With U.S. stocks posting their worst monthly decline since May 2012, many everyday investors are asking: What’s going on? Why the turmoil?

once again, we are faced with the threat that chaos overseas will jeopardize the Federal Reserve’s aggressive money-printing policies and, in turn, cause the world’s financial markets to unwind.

First, it was the PIIGS — Portugal, Italy, Ireland, Greece and Spain. Now, it’s the Fragile Five — Brazil, India, Indonesia, Turkey and South Africa. And, next, it could be the Exposed Eight — the Fragile Five plus Hungary, Poland and Chile — that finally bursts Ben Bernanke’s bubble.

Recall that in 2012, the PIIGS were blamed for the euro-zone crisis that almost derailed the global financial recovery as economies climbed out from under the great collapse of 2007.

Had it not been for some quick, easy-money sleight of hand by the European Central Bank, led by Mario Draghi, it’s almost certain that the world economy would have ended up crashing onto the rocks because of the PIIGS financial indiscretions.

This time around it’s the Fragile Five and, possibly, the Exposed Eight that could prove to be our undoing. That’s because emerging markets are facing an unholy trinity: a slowdown in China, tapering by the Fed and political instability as well as social unrest in developing countries. And it’s the Fragile Five and the Exposed Eight that are causing the most concern — and they should be especially worrisome to you, too.

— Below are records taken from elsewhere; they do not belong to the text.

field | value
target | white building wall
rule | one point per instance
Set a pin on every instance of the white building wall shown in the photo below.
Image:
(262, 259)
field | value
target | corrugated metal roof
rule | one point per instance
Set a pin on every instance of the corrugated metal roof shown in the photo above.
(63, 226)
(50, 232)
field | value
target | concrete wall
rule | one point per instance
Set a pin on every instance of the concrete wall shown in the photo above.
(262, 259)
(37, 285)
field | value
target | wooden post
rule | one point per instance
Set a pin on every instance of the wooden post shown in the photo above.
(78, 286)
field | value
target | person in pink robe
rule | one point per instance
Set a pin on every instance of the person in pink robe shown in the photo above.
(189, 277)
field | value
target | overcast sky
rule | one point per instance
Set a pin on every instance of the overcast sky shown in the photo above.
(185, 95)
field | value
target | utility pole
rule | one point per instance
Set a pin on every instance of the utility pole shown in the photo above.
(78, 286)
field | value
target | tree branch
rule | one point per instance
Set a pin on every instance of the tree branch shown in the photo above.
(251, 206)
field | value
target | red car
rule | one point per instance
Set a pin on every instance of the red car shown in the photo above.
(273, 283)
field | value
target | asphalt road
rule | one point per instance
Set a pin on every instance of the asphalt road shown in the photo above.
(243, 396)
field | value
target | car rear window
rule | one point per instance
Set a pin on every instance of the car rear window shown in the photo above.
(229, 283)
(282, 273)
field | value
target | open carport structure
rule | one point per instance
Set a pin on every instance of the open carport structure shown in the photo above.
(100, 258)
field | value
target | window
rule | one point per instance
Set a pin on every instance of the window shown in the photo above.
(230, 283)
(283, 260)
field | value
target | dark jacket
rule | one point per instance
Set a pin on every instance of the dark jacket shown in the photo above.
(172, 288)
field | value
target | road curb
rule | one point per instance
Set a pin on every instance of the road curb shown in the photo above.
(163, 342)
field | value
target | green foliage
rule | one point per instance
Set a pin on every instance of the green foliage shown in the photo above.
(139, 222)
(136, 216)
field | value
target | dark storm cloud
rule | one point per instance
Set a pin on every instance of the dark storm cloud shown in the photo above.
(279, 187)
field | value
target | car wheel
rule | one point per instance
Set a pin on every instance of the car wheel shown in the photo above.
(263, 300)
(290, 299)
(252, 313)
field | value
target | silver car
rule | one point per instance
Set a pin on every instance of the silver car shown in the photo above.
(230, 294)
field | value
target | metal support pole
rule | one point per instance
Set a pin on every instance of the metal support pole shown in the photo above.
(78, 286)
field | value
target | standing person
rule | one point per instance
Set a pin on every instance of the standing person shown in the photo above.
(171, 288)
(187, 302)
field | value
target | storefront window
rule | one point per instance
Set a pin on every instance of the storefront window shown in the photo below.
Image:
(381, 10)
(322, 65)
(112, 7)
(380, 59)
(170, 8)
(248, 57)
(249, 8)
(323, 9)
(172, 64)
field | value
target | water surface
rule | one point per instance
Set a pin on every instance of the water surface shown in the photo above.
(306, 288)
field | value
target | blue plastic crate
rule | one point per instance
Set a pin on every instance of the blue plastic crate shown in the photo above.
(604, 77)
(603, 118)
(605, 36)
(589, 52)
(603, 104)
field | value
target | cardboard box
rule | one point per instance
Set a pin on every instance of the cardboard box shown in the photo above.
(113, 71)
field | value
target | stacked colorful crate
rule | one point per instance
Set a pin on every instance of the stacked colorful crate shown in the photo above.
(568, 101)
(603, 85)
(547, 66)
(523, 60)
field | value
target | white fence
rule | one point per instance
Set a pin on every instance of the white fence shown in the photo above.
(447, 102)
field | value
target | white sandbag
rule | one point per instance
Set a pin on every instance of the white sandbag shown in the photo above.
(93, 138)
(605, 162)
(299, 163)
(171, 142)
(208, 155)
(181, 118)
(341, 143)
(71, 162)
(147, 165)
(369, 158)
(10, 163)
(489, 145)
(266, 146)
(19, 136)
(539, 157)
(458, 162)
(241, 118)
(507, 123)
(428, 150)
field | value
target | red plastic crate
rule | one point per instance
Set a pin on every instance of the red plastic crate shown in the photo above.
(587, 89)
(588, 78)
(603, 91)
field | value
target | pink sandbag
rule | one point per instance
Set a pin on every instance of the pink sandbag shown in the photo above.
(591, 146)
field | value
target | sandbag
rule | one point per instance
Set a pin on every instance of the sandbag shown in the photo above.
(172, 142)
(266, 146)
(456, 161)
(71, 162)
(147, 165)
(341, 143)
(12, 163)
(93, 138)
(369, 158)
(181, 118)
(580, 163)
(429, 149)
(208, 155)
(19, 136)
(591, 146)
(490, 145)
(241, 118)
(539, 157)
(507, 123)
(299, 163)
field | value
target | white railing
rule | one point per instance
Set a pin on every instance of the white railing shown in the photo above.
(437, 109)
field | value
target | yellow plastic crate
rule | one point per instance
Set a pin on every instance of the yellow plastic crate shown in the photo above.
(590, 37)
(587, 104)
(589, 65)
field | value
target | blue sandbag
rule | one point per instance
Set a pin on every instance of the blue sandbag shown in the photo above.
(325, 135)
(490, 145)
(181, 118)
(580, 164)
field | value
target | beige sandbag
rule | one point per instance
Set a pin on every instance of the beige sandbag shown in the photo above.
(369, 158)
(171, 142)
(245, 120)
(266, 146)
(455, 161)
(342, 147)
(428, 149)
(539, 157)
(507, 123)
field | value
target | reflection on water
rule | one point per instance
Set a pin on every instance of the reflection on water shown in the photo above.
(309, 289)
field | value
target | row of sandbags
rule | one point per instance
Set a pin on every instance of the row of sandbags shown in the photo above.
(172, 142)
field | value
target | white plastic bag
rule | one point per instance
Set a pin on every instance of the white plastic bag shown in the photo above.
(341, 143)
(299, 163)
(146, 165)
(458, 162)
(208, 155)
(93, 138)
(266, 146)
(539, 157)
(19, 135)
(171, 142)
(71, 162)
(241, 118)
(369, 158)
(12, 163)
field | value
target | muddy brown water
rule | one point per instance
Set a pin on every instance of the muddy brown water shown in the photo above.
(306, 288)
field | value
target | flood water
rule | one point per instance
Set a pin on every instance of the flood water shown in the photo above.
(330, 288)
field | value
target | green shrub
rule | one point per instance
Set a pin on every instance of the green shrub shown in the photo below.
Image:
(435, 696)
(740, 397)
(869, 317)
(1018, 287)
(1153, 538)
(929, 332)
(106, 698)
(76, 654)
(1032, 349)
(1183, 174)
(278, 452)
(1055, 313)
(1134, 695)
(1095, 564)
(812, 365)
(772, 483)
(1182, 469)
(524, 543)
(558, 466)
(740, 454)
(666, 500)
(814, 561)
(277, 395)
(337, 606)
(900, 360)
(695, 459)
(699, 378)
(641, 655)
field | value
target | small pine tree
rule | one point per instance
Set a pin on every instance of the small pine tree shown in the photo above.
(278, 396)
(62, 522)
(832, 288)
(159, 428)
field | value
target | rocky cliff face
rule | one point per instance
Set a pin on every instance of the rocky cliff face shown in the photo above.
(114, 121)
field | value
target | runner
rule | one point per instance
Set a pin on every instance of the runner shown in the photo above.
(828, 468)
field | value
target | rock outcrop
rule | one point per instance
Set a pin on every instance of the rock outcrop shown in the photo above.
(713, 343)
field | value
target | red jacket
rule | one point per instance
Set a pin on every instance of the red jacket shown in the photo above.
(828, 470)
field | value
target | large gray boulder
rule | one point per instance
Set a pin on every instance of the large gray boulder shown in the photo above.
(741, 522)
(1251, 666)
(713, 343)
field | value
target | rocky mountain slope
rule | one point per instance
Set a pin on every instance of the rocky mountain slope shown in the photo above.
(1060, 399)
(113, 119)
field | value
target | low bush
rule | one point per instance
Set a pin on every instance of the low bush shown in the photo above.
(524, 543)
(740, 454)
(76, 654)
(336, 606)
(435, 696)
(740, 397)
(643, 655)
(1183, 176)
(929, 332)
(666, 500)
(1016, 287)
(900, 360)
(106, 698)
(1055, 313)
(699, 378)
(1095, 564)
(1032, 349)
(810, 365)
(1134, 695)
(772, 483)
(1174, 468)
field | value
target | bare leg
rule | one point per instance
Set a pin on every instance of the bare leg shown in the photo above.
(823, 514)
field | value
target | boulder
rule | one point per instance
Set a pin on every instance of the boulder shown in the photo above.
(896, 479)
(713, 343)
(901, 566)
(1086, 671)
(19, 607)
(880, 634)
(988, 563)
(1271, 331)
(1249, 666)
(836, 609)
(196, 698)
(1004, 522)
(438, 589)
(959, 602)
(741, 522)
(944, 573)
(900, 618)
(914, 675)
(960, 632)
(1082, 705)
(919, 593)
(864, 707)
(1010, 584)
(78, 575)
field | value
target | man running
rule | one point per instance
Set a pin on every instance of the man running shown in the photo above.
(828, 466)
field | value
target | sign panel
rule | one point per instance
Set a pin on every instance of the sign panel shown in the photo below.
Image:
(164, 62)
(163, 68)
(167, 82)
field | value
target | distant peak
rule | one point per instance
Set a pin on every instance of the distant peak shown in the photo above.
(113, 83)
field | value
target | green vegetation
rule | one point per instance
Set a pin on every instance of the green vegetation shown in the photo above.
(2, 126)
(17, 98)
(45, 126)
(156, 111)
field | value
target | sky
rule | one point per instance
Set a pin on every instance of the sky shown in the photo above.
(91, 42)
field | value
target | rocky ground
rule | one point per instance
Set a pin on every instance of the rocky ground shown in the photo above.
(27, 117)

What’s going wrong in these countries?

First, economic growth has slowed. As a group, developing countries grew on average about 6.5 percent over the past decade. In 2013, their economic growth rate was about 4.5 percent, with economic activity forecast to rise very little, if at all, in 2014. What’s more, China recently reported its first decline.

Second, political upheaval is another thing they have in common. All face political elections during 2014, which means much-needed economic reforms are even less likely. The Fragile Five have seen their currencies fall 15 to 20 percent over the past year, exposing such disturbing issues as corruption, lack of corporate governance and lending practices that favored the political and economic elite.

Third, cheap money is drying up. Last week, the Fed reaffirmed that it would continue pulling back on its bond-buying program in the amount of $10 billion. That means the U.S. central bank will pump $65 billion a month in the U.S. economy, $20 billion less than in December. The Fed’s actions, combined with reported instability in China’s shadow-banking system, could set off a ripple effect of tight credit throughout the emerging world, which is still reliant on foreign sources of capital.

Considering all of those factors, it’s the threat to global economic growth that Wall Street is most concerned about. With emerging markets now under pressure, Wall Street is growing increasingly concerned that economic expansion in the developing world may fall well short of expectations.